Since October 15, 2021, the collective has provided support to families of Central American migrants who have disappeared in Mexico; it also offers legal and psychosocial accompaniment, tracks search processes, files complaints, and ensures rights are upheld before Mexican authorities.

During a press conference on October 25, 2025, the organization’s spokesperson—a Mexican woman coordinating the meeting remotely—remarked: “The network wishes it did not have to exist (…). However, as the years pass, more and more people come to this collective.”

On the other side of the screen, blurred by the poor connection, sit the Cuban mothers. They share a room, each wearing a white T-shirt with photos of their missing loved ones and the phrase “Until we find you.” They wait their turn to read from the statements they wrote beforehand to make sure nothing was left unsaid.

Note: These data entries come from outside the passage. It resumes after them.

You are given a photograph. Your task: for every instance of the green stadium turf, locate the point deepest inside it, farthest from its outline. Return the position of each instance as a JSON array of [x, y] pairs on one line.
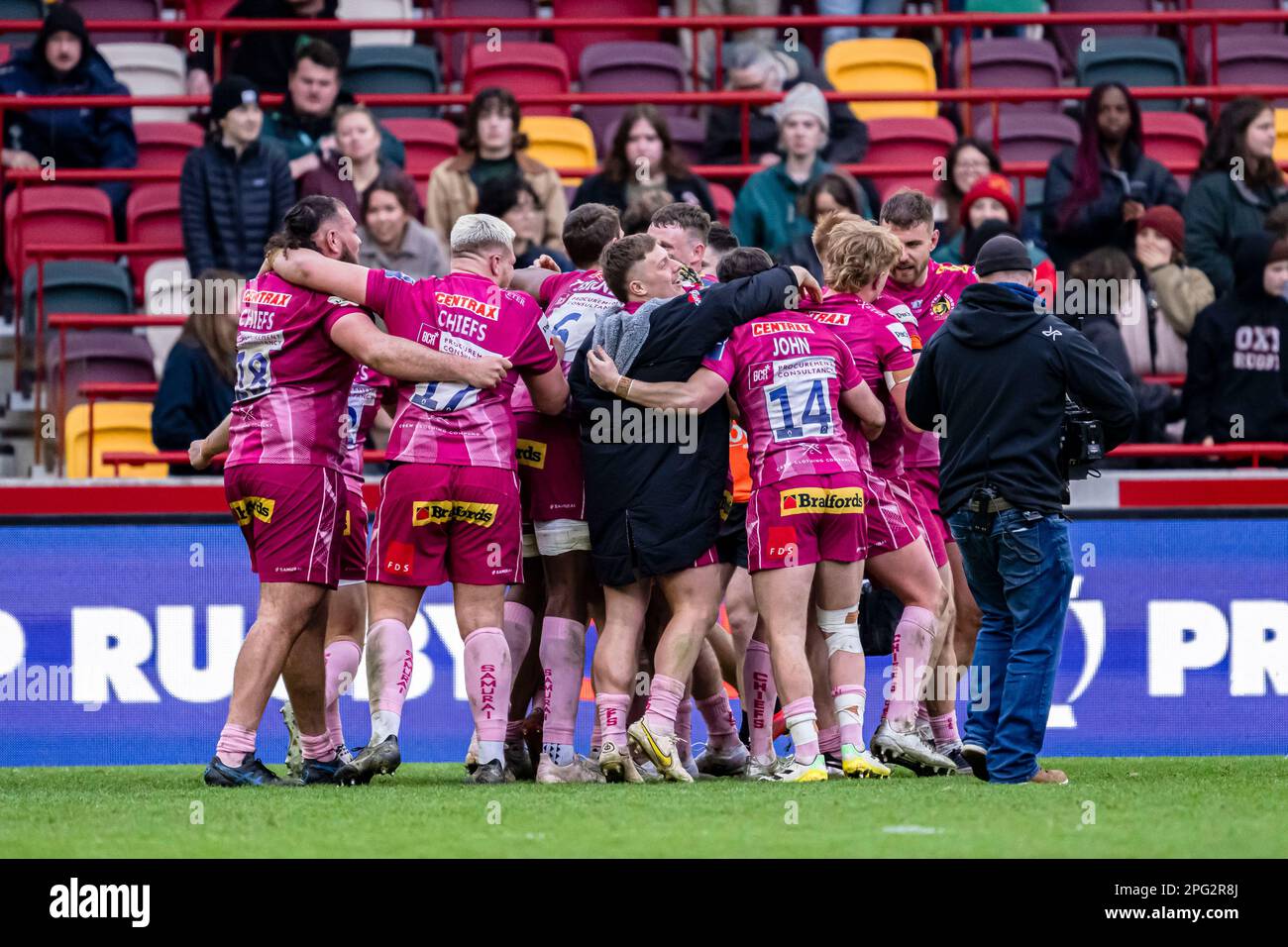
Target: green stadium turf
[[1154, 806]]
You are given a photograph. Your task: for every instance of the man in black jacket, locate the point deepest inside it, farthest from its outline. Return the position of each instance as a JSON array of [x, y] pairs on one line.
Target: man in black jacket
[[655, 482], [993, 384]]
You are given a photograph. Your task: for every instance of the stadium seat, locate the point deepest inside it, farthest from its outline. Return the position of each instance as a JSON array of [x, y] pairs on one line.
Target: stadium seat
[[1010, 62], [165, 145], [90, 286], [1247, 59], [1069, 39], [56, 213], [394, 69], [1173, 137], [575, 43], [1134, 60], [533, 67], [629, 67], [151, 217], [426, 142], [119, 425], [150, 68], [120, 9], [722, 198], [917, 144], [377, 9], [561, 142], [451, 47], [887, 64]]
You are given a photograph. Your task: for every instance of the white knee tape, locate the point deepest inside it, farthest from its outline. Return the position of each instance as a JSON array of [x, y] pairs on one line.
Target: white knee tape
[[840, 628], [559, 536]]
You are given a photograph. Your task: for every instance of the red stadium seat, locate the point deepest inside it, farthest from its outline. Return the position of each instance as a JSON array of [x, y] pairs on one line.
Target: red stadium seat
[[426, 142], [151, 217], [574, 43], [917, 144], [531, 67], [163, 145], [56, 214]]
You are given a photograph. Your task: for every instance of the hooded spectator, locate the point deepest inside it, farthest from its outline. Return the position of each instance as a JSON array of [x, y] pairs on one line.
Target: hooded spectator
[[63, 62]]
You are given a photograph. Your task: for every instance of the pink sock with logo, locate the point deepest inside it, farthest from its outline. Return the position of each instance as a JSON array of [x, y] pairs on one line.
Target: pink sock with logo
[[664, 702], [342, 660], [758, 674], [235, 742], [721, 728]]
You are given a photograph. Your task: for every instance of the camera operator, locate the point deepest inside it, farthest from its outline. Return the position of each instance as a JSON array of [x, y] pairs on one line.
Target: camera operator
[[993, 384]]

The tone begins calmly, but each word carries the weight of a living statistic. Before us appears a group of mothers, grandmothers, and sisters bound by the same abyss contained in a single question: Where are they?

San José El Hueyate, Chiapas, Mexico. December 21, 2024, 7:45 a.m.

On December 21, 2024, Meiling Avarez Bravo, 40, and her 14-year-old son, Samei Armando Reyes Alvarez, together with Dairanis Tan Ramos, Elianis de la Caridad Morejon Perez, Jorge Alejandro Lozada Santos, and Lorena Rozabal Guevara were waiting their turn in the municipality of San Jose El Hueyate, in the Mexican state of Chiapas, to continue on toward the US border.

Meiling and Samei left Cuba on December 12. They flew to Nicaragua and began the land journey to Mexico’s southern border. On December 18, they crossed into Mexican territory.

In Tapachula, Chiapas, they made contact with a human smuggler. The plan was to cross part of Mexico by river to Juchitan, Oaxaca, in order to avoid checkpoints by the National Migration Institute (INM). For that transport, Meiling and her son paid between 1,000 and 2,000 USD.

The meeting point was said to be a house near Hidalgo Park in Tapachula, where the coyote would pick up the group. However, another version suggests they were heading to Tonala, also in Chiapas. In any case, no one has heard from them since that morning.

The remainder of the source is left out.